2. A decree of a circuit court of appeals affirming an interlocutory order of the district court adjudging the infringement of a patent and ordering an accounting will not avail the patentee by way of res judicata or estoppel in a like suit pending before the circuit court of appeals of another circuit if not set up in the record of hat case, but merely brought to the court’s attention on argument. P. 35.
3. In such case, the effect of the decree is, at most, that which it may have under the doctrine of comity; refusal to follow it is not, in itself, a ground for reversal. Id.
4. Where there are concurrent findings of the two federal courts in one circuit that a patent has been infringed, and concurrent findings of those courts in another circuit, in a like case, that it has not, this Court, upon a review of both cases because of the conflict, will consider independently which of the decisions is correct. P. 35.
5. Upon the undisputed evidence in these cases, the question of infringement resolves itself into a question of law, depending upon a comparison between the structure disclosed on the face of the plaintiff’s patent and the device complained of, and the correct application thereto of the law of equivalency. P. 36.
6. Patent No. 1,385, 102 (Claims 1 4, inclusive, and 7), issued to Winters and Crampton for an improved latch of the swinging lever type particularly adapted for use on doors of refrigerators, etc., is infringed by the defendants’ latches, manufactured under Patent No 1,575,647, issued to Schrader. P. 41.
7. A close copy which seeks to use the substance of the invention, and, although showing some changes in form and position, uses substantially the same devices, performing precisely the same offices with no change in principle, constitutes an infringement. P. 42.
8. Even where, in view of the state of the art, the invention must be restricted to the form shown and described by the patentee, and cannot be extended to embrace a new form which is a substantial departure therefrom, it is nevertheless infringed by a device in which there is no substantial departure from the description in the patent, but a mere colorable departure therefrom. P. 42.

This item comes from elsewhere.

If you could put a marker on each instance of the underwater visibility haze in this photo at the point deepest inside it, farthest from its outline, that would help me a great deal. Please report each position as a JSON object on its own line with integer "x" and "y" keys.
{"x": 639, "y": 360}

9. Undisputed facts clearly showing infringement by a device made under a later patent held not to be overcome by any presumption of the validity of that patent. P. 43.
24 F.2d 15 affirmed.
28 F.2d 583 reversed.
Certiorari, 278 U.S. 587, to review two decrees of different circuit courts of appeals in suits for infringements of a patent. In No. 4, the court below sustained a district court decree of injunction and for an accounting. In No. 14, the court below affirmed a district court decree dismissing the bill because of noninfringement. See 20 F.2d 671.